Some gaming publications find this hype – usually dosed out in press releases – newsworthy, and happily regurgitate it to their readers. This is something I touched on last week in talking about how free-to-play games will become “the future.” They hold back from investigation, and tell their readers exactly what the game companies want them to. It's a perfect puppet relationship, even if it's a quietly subverted one – one that perhaps even the publications themselves don't realize they're feeding.

It's not easy to be critical as a gaming journalist. No one wants to ask the hard questions, because there is (whether anyone wants to admit it or not) a delicate relationship between reporter and company. There's advertising issues, sure, but there's a greater worry in the gaming journalist's mind: offending the company you're working with. Exclusive information doesn't just get handed out to the gaming press; it comes through building reputation with companies through their PR and Marketing  departments. It's not just a matter of what sites draw in the most numbers; it's also a game of who you know and how well you know them. Say the wrong thing, ask the wrong question, and you may cut off your relationship with a major developer or publisher.

Why does keeping good relationships with companies matter? Contrary to popular belief, it's not about advertising dollars: it's about reputation, something which has a snowball effect in the gaming industry.  Say a writer types a piece that's very anti-Game X. Game X becomes offended by article, whether the reason's fair or not, and ceases communication with the writer and their publication. Game X no longer offers press materials, interviews, or exclusives on their title or other titles they publish. The game publication, in turn, loses all readership related to the developer/publisher's title, and may in turn lose readership to other publications who have better coverage. If that's not frightening enough, you also risk alienating other gaming companies, depending on how badly you offended and what the gossip about your publication is in the games industry  (and they do gossip). So when it comes down to it, your favorite publications sit down to interview the game directors, producers, and developers and don't give you the same kind of hard-hitting questions you really want to know the answers to.

That's not to call all gaming journalists cowards, or imply that all gaming companies are liars. All too often, however, developers maintain a level of intentional obscurity with gamers (and often, too, the press). Not wanting to be the bearers of bad news, they instead tuck away what they know players won't like in patch notes, and that's if players are lucky. So when gaming journalists don't attack that weak spot where the answers to player's burning concerns are hidden, even though they may be unpleasant for the gaming companies, they are doing a disservice to their readers, to themselves, and to the industry.

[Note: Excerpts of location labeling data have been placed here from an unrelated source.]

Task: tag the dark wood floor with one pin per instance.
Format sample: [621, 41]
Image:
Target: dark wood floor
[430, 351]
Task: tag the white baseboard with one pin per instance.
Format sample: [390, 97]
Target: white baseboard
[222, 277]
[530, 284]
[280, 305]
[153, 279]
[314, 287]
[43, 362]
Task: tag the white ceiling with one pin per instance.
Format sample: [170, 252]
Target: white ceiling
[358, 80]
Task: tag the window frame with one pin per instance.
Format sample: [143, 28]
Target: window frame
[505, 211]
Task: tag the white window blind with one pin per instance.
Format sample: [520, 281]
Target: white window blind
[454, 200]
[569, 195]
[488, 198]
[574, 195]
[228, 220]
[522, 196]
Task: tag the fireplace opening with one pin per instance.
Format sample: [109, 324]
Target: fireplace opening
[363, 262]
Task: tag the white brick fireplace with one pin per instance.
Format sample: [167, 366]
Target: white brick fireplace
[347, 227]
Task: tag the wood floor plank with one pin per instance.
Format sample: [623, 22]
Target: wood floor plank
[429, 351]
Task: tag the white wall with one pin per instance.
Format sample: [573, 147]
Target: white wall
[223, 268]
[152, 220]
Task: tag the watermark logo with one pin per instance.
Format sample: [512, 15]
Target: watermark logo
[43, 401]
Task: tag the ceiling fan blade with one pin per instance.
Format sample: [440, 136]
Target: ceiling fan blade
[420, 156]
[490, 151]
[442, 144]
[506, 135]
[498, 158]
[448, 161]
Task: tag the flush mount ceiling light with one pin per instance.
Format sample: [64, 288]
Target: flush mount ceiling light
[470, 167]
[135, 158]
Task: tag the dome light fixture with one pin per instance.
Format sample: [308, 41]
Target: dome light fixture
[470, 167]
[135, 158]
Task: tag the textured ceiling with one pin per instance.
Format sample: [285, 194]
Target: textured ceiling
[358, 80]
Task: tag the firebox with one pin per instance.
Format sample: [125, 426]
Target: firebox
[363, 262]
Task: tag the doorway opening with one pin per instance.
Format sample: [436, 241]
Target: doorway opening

I've heard people make a counter-argument that those of us complaining about the gaming media are just riding on a train where it's popular to media-bash. Perhaps that's true, but I have no doubt that there are attitudes and behaviors that need to be addressed. A little less fan service and a little more investigation; more searching for the diamonds in the rough and less gawking over polished cubic zirconia. Until more publications shape up, however, it looks like the players will be asking the tough questions. Just make sure you dodge the assault of screens and trailers along the way.